What to Look for in a Rifle
When you're in the market for a rifle, here's what you should take note of.
Accuracy: Acceptable out-of-the box accuracy for hunting rifles is about 21/2 inches at 100 yards for five-shot groups. Varmint rifles should group in one inch or better.
Muzzle Brake: Helps to lessen recoil on big-bore- caliber rifles. The disadvantage is that muzzle report is ear- shattering. Hearing protection is highly recommended.
Metal Surface Smoothness: Absence of machine marks and/or polishing ripples.

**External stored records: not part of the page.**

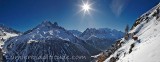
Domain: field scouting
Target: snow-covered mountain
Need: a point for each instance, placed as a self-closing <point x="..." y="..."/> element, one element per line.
<point x="51" y="41"/>
<point x="75" y="32"/>
<point x="6" y="32"/>
<point x="141" y="44"/>
<point x="101" y="38"/>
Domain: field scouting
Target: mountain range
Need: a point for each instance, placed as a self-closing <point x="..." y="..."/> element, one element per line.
<point x="50" y="40"/>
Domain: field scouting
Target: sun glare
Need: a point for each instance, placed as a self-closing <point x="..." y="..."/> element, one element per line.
<point x="86" y="7"/>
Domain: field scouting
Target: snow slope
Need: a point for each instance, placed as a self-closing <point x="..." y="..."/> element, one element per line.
<point x="146" y="47"/>
<point x="101" y="38"/>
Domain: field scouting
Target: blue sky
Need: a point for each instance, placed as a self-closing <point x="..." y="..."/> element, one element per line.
<point x="23" y="15"/>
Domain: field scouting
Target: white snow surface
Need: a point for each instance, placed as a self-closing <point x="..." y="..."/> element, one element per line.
<point x="148" y="48"/>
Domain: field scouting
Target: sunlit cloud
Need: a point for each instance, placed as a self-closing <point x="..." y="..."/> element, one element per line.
<point x="118" y="6"/>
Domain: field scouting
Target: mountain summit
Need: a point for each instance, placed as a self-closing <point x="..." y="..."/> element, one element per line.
<point x="48" y="39"/>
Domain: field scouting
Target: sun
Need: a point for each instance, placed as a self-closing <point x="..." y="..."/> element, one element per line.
<point x="86" y="7"/>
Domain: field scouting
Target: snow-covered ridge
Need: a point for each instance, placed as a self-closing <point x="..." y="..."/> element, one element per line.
<point x="6" y="33"/>
<point x="141" y="44"/>
<point x="48" y="39"/>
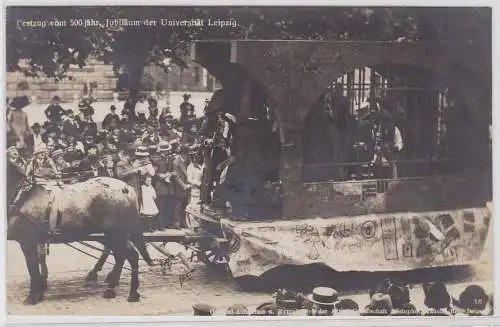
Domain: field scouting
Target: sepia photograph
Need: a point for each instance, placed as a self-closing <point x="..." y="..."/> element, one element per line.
<point x="249" y="161"/>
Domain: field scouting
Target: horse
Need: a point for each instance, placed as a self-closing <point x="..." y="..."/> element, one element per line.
<point x="98" y="205"/>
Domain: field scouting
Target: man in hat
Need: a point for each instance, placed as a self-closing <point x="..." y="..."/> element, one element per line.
<point x="183" y="188"/>
<point x="437" y="299"/>
<point x="18" y="120"/>
<point x="74" y="148"/>
<point x="70" y="126"/>
<point x="107" y="166"/>
<point x="473" y="301"/>
<point x="111" y="120"/>
<point x="203" y="310"/>
<point x="165" y="190"/>
<point x="41" y="165"/>
<point x="35" y="139"/>
<point x="323" y="301"/>
<point x="185" y="107"/>
<point x="61" y="165"/>
<point x="380" y="305"/>
<point x="54" y="111"/>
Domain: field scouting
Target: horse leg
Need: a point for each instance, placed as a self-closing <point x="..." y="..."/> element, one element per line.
<point x="133" y="259"/>
<point x="114" y="276"/>
<point x="44" y="270"/>
<point x="92" y="275"/>
<point x="32" y="261"/>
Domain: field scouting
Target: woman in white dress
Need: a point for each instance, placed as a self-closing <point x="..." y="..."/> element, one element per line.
<point x="149" y="210"/>
<point x="194" y="178"/>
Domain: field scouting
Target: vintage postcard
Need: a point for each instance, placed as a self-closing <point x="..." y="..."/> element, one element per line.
<point x="249" y="161"/>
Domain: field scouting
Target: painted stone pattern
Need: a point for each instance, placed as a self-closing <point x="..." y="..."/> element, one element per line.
<point x="387" y="242"/>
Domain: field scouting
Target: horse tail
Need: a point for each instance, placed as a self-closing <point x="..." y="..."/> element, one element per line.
<point x="140" y="244"/>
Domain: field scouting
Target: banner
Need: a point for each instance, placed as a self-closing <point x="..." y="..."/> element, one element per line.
<point x="387" y="242"/>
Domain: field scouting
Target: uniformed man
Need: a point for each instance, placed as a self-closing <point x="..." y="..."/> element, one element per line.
<point x="54" y="111"/>
<point x="164" y="187"/>
<point x="41" y="165"/>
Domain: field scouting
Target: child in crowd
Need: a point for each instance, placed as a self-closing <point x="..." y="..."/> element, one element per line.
<point x="148" y="208"/>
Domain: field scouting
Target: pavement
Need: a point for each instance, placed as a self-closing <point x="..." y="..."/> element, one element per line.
<point x="69" y="294"/>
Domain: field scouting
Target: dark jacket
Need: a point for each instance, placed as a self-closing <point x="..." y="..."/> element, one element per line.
<point x="54" y="112"/>
<point x="109" y="119"/>
<point x="163" y="164"/>
<point x="180" y="171"/>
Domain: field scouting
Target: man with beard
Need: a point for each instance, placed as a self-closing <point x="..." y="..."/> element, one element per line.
<point x="111" y="120"/>
<point x="36" y="139"/>
<point x="165" y="190"/>
<point x="54" y="111"/>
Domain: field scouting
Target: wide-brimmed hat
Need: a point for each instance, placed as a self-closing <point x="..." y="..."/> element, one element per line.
<point x="141" y="151"/>
<point x="202" y="309"/>
<point x="42" y="148"/>
<point x="237" y="310"/>
<point x="407" y="309"/>
<point x="347" y="304"/>
<point x="436" y="296"/>
<point x="57" y="153"/>
<point x="380" y="305"/>
<point x="473" y="299"/>
<point x="164" y="146"/>
<point x="20" y="102"/>
<point x="266" y="309"/>
<point x="324" y="296"/>
<point x="85" y="103"/>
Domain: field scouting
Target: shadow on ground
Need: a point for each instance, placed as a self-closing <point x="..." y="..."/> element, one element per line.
<point x="305" y="278"/>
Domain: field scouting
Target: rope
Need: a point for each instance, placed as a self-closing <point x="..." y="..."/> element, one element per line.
<point x="90" y="255"/>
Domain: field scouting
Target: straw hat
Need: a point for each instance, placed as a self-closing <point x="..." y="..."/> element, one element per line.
<point x="141" y="151"/>
<point x="42" y="148"/>
<point x="324" y="296"/>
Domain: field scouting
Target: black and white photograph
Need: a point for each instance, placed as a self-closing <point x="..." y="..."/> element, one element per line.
<point x="249" y="161"/>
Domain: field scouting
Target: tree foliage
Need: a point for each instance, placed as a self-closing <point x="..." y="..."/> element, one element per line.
<point x="51" y="50"/>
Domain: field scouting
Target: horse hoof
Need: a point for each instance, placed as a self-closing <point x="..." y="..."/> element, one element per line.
<point x="135" y="297"/>
<point x="91" y="277"/>
<point x="32" y="299"/>
<point x="109" y="278"/>
<point x="109" y="294"/>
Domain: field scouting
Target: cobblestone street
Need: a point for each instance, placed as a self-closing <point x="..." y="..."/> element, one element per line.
<point x="69" y="294"/>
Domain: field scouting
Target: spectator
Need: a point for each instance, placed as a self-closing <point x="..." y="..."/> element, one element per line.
<point x="18" y="121"/>
<point x="203" y="310"/>
<point x="35" y="139"/>
<point x="237" y="310"/>
<point x="149" y="210"/>
<point x="180" y="164"/>
<point x="111" y="120"/>
<point x="165" y="189"/>
<point x="473" y="301"/>
<point x="323" y="301"/>
<point x="184" y="108"/>
<point x="380" y="305"/>
<point x="54" y="111"/>
<point x="194" y="173"/>
<point x="437" y="299"/>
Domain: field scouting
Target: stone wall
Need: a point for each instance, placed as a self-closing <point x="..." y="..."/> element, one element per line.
<point x="45" y="88"/>
<point x="355" y="198"/>
<point x="194" y="78"/>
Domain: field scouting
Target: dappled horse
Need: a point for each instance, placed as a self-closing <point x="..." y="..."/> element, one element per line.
<point x="98" y="205"/>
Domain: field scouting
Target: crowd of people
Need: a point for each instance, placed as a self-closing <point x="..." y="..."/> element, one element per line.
<point x="160" y="156"/>
<point x="389" y="298"/>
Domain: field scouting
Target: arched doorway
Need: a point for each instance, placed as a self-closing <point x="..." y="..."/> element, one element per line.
<point x="386" y="121"/>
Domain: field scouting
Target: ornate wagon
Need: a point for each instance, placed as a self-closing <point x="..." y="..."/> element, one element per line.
<point x="323" y="196"/>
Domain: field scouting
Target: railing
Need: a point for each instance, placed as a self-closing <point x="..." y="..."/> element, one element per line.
<point x="388" y="170"/>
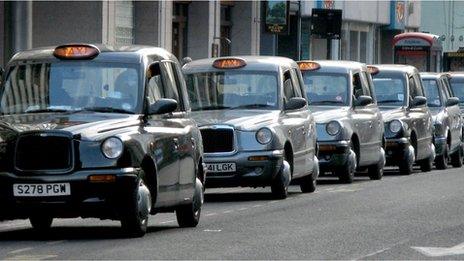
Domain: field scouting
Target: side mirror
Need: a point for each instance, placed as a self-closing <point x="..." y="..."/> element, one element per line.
<point x="295" y="103"/>
<point x="418" y="101"/>
<point x="162" y="106"/>
<point x="452" y="101"/>
<point x="363" y="100"/>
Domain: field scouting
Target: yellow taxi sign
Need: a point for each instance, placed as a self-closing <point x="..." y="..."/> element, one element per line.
<point x="372" y="70"/>
<point x="308" y="66"/>
<point x="228" y="63"/>
<point x="76" y="51"/>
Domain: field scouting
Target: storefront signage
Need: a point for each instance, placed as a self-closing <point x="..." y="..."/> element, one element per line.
<point x="277" y="17"/>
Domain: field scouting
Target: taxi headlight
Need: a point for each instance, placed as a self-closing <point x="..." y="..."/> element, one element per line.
<point x="264" y="135"/>
<point x="395" y="126"/>
<point x="112" y="147"/>
<point x="333" y="128"/>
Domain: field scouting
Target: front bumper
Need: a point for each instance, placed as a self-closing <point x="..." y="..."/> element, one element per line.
<point x="248" y="173"/>
<point x="397" y="150"/>
<point x="87" y="199"/>
<point x="440" y="145"/>
<point x="333" y="154"/>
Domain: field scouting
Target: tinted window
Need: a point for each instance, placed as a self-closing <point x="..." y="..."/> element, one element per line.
<point x="390" y="89"/>
<point x="432" y="93"/>
<point x="326" y="88"/>
<point x="457" y="86"/>
<point x="71" y="85"/>
<point x="233" y="89"/>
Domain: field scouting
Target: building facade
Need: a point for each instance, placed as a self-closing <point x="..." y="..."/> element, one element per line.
<point x="200" y="29"/>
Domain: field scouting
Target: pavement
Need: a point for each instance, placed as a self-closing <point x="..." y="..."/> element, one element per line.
<point x="419" y="216"/>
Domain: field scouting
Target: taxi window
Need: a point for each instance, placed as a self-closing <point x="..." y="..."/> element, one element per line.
<point x="432" y="92"/>
<point x="457" y="86"/>
<point x="326" y="88"/>
<point x="231" y="89"/>
<point x="71" y="86"/>
<point x="390" y="89"/>
<point x="358" y="89"/>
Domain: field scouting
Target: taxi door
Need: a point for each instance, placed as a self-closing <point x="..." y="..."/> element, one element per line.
<point x="364" y="120"/>
<point x="453" y="114"/>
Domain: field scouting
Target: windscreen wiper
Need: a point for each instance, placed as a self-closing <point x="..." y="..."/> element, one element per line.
<point x="106" y="109"/>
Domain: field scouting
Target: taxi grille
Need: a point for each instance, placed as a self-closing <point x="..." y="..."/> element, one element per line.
<point x="218" y="140"/>
<point x="36" y="152"/>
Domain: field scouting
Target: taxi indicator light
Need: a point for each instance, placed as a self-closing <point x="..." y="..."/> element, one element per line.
<point x="76" y="51"/>
<point x="372" y="70"/>
<point x="308" y="66"/>
<point x="229" y="63"/>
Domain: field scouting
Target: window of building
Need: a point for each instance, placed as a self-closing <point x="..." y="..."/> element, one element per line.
<point x="124" y="22"/>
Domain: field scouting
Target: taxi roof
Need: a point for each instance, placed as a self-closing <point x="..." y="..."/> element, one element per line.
<point x="338" y="66"/>
<point x="396" y="68"/>
<point x="432" y="75"/>
<point x="253" y="63"/>
<point x="128" y="54"/>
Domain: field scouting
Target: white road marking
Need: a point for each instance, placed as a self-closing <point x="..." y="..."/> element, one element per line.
<point x="212" y="230"/>
<point x="441" y="251"/>
<point x="31" y="257"/>
<point x="20" y="250"/>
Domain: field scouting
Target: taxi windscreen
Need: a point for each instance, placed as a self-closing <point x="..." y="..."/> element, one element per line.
<point x="457" y="86"/>
<point x="326" y="88"/>
<point x="389" y="89"/>
<point x="432" y="92"/>
<point x="232" y="90"/>
<point x="70" y="86"/>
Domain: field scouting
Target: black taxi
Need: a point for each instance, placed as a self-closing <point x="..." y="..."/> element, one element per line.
<point x="98" y="131"/>
<point x="446" y="117"/>
<point x="255" y="123"/>
<point x="408" y="121"/>
<point x="350" y="132"/>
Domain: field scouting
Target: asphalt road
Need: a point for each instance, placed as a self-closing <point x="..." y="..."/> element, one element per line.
<point x="398" y="217"/>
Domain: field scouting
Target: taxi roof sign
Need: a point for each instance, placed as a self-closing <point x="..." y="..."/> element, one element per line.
<point x="229" y="63"/>
<point x="308" y="66"/>
<point x="372" y="70"/>
<point x="76" y="51"/>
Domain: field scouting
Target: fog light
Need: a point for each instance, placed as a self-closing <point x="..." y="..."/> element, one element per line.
<point x="102" y="178"/>
<point x="257" y="158"/>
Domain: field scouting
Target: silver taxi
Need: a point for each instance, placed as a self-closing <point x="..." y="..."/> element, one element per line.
<point x="255" y="123"/>
<point x="408" y="121"/>
<point x="446" y="117"/>
<point x="350" y="131"/>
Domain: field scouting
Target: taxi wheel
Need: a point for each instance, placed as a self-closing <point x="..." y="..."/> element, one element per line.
<point x="456" y="158"/>
<point x="279" y="186"/>
<point x="441" y="161"/>
<point x="135" y="220"/>
<point x="189" y="215"/>
<point x="41" y="223"/>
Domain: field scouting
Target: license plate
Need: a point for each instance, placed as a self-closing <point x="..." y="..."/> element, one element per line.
<point x="41" y="190"/>
<point x="221" y="167"/>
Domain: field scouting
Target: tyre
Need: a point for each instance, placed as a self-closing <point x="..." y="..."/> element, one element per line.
<point x="189" y="215"/>
<point x="308" y="183"/>
<point x="375" y="171"/>
<point x="345" y="173"/>
<point x="456" y="158"/>
<point x="441" y="161"/>
<point x="279" y="185"/>
<point x="134" y="221"/>
<point x="41" y="223"/>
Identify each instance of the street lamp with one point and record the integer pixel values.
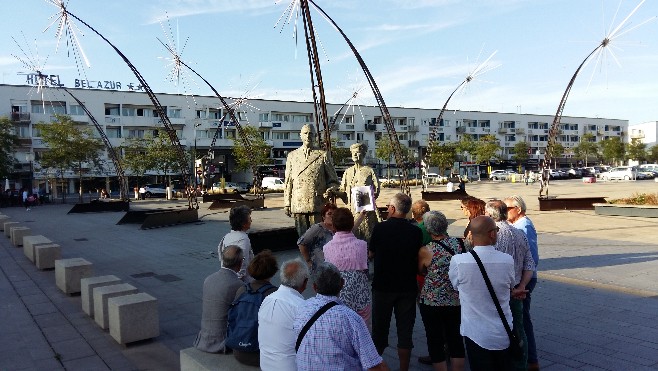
(30, 158)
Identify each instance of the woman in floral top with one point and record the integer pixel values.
(439, 301)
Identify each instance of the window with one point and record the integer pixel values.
(175, 113)
(49, 108)
(76, 110)
(113, 132)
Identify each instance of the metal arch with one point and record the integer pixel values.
(231, 112)
(162, 114)
(110, 149)
(555, 126)
(390, 129)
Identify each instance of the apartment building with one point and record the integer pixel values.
(199, 120)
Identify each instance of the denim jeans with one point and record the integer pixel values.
(527, 323)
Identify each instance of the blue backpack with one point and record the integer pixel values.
(243, 319)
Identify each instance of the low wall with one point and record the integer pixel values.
(644, 211)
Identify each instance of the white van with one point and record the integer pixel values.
(272, 182)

Sights: Express sights like these offer fold-down leaf sights for shooting at different ranges.
Rifle should be drilled and tapped for scope mounting.
Fit to Metal: The closer the better, except when barrels are deliberately “free- floated” and share no bearing surface with the wood.
Feeding and Ejecting: Rifle should function reliably to feed cartridges from the magazine into the chamber and eject spent cases.
Trigger Pull: The amount of pressure in pounds required to release the sear and fire a shot. A comfortable trigger pull on sporting rifles should be about three pounds.
Stock Configuration: The overall styling and dimension based on the type of use, e.g., a field gun versus a trap gun or a sporter versus a varmint rifle.
Quality of Stock Finish: Depth of the finish, well-filled grain, overall appearance and absence of blunted edges due to heavy sanding.